To my untrained eye, the issue appears to be coming from the Wikisearch pipeline constructor here:
https://github.com/neuml/txtchat/blob/master/src/python/txtchat/pipeline/wikisearch.py#L32

Specifically, the action argument: action=application.pipelines["extractor"]),

When txtai.application.Application is creating pipelines, it attempts uses PipelineFactory to create the Wikisearch pipeline here: https://github.com/neuml/txtai/blob/f9229bc27c5160402ffb8caee3ab24620c8e602a/src/python/txtai/app/base.py#L129

self.pipelines[pipeline] = PipelineFactory.create(config, pipeline)

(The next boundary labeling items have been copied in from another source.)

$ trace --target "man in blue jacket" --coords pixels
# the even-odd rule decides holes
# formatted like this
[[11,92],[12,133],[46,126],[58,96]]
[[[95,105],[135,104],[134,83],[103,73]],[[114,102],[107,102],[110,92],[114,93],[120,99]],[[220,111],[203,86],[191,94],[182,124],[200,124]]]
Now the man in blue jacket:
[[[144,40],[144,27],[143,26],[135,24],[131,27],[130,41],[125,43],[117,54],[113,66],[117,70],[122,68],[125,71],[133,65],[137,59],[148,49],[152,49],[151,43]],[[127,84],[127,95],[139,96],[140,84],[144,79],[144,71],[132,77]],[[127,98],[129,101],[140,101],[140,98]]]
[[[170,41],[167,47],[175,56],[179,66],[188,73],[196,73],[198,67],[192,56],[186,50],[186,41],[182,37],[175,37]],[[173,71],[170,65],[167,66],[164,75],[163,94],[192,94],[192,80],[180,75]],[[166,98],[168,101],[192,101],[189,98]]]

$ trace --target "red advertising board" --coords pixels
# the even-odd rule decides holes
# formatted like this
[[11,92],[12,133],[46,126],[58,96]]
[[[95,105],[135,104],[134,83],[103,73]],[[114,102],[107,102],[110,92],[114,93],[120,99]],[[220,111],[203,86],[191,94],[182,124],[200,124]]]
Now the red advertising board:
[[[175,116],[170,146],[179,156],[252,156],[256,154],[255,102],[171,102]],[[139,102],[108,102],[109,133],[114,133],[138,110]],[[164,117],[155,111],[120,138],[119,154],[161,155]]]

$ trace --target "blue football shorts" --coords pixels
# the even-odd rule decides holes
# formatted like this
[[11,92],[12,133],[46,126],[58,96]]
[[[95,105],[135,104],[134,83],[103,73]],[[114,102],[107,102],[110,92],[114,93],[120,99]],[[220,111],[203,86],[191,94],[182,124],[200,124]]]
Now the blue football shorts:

config contains the application key which is just a reference to Application. Wikisearch tries to access application.pipelines["extractor"] but that's not defined yet since it is in the process of being defined on the line where the error is thrown.

Perhaps the Wikisearch pipeline code is not longer in sync with the latest txtai API?

Any help is appreciated.

Thanks!
Hythem

Hello, thank you for the detailed write-up.

You are correct, there is an issue with how the Wikisearch pipeline is being created. I just checked in a change that fixes the issue. If you install from source, you'll be able to use txtchat as you intend.

pip install git+https://github.com/neuml/txtchat